Train an Autopilot
Donkey supports three kinds of autopilots; a deep-learning autopilot, a path follow autopilot and a computer vision autopilot.
If you followed along with the Create Donkeycar App section, then you know that you choose which template to use when you create your mycar application folder using the createcar command.
This section will talk about what the templates are for, then we can get onto training an autopilot.
Deep Learning Autopilot
The deep learning autopilot uses a single forward facing camera and a convolutional neural network to implement an autopilot using a technique known as Behavioral Cloning (also known as Imitation Learning). The technique is called Behavioral Cloning because the goal is to create an autopilot that imitates that actions of a human. This is the first kind of autopilot that Donkeycar supported and what it is best known for. For driving a car the overall process looks like this;
- A human drives the car to gather data. As the you manually drive around the track Donkeycar records data 20 times per second. Each piece of data has 3 components; a camera image, the throttle value and the steering values that were in place at the time the image was taken. We want about 10,000 of these.
- Clean the data. We don't want driving mistakes in the data; things like driving off the track or crashing into an obstacle. Alternatively, we can delete such data while we are driving so it never get's into the data set.
- Use the collected data to calculate (train) a Convolutional Neural Network.
- Use the trained CNN to infer the throttle and steering values given an image. So when we are in autopilot mode, we take an image, give it to the CNN, get the throttle and steering and put those into the cars hardware. We do that 20 times per second and now we are driving!
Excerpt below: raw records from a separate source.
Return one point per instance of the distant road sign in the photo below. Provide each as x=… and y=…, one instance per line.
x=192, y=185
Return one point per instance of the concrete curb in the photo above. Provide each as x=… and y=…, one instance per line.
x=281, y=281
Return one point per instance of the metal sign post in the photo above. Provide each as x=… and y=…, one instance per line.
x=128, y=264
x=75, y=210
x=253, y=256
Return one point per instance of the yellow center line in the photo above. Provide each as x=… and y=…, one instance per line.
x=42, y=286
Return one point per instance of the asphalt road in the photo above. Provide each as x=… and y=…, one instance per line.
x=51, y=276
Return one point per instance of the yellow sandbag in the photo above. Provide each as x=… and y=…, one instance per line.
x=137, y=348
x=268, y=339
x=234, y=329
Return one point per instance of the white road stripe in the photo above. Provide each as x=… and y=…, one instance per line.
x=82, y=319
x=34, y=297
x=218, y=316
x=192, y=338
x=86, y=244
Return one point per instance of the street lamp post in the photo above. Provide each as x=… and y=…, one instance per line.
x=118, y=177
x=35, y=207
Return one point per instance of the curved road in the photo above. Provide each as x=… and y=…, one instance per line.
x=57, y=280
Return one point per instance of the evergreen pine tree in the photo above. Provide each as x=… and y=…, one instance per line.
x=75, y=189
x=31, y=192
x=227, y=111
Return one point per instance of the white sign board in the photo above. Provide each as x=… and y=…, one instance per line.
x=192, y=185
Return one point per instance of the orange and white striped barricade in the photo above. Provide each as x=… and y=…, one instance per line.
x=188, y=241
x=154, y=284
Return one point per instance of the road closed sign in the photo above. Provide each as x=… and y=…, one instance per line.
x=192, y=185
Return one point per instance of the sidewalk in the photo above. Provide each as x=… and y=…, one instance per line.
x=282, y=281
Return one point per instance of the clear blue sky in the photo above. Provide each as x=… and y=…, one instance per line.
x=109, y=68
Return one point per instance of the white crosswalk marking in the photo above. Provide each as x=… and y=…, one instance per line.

Because the deep learning autopilot depends on a camera image, lighting conditions are important. The deep learning template is great for an indoor track where lighting conditions and the details of the room can be controlled, but it can be more difficult to get working outside where lighting conditions are variable and things change in the environment.
Aside: The Donkeycar approach to deep learning driving was inspired by an Nvidia research paper entitled End to End Learning for Self-Driving Cars.
Train a deep learning autopilot
Path Follow Autopilot
The path follow template is an alternative to the deep learning template. Outside we have access to GPS; the path follow template allows you to record a path using a GPS receiver and then configure an autopilot that can follow that path. The overall process looks like this;
- A human drives the car to gather data. The data is aquired from a GPS receiver and represents and (x,y) position in meters. Each (x,y) position is called a waypoint. The user will drive the course once to collect waypoints. The complete set of waypoints is called a path.
- The autopilot gets the car's current (x,y) position from the GPS receiver, then finds the two closest points in the path and adjusts the car's steering to drive towards the path. It does this 20 times per second and now we are driving!
There is a lot more detail on this in the next section.
Computer Vision Autopilot
The computer vision autopilot uses traditional computer vision techniques, such as color space conversion and edge detection algorithms, to identify features in the camera image and turn those into steering and throttle values. This autopilot has an advantage over the other autopilots in that it does not require manual driving to gather data. Instead you will choose or write a computer vision algorithm and modify the algorithm parameters to suit the track. This autopilot is specifically designed to make it easy to write your own algorithm using the OpenCV library and the many Donkeycar-provided primitives.
- A human chooses the cv algorithm and modifies parameters until it delivers accurate and reliable steering and throttle values.
- A human places the car on the track and changes from user to autopilot mode.
- When in autopilot mode, an image from the camera is passed to the cv algorithm which interprets it and outputs steering and throttle values. It does this 20 times per second and now we are driving!
There is a lot more detail in the next section about the build-in algorithm and how to write your own algorithm.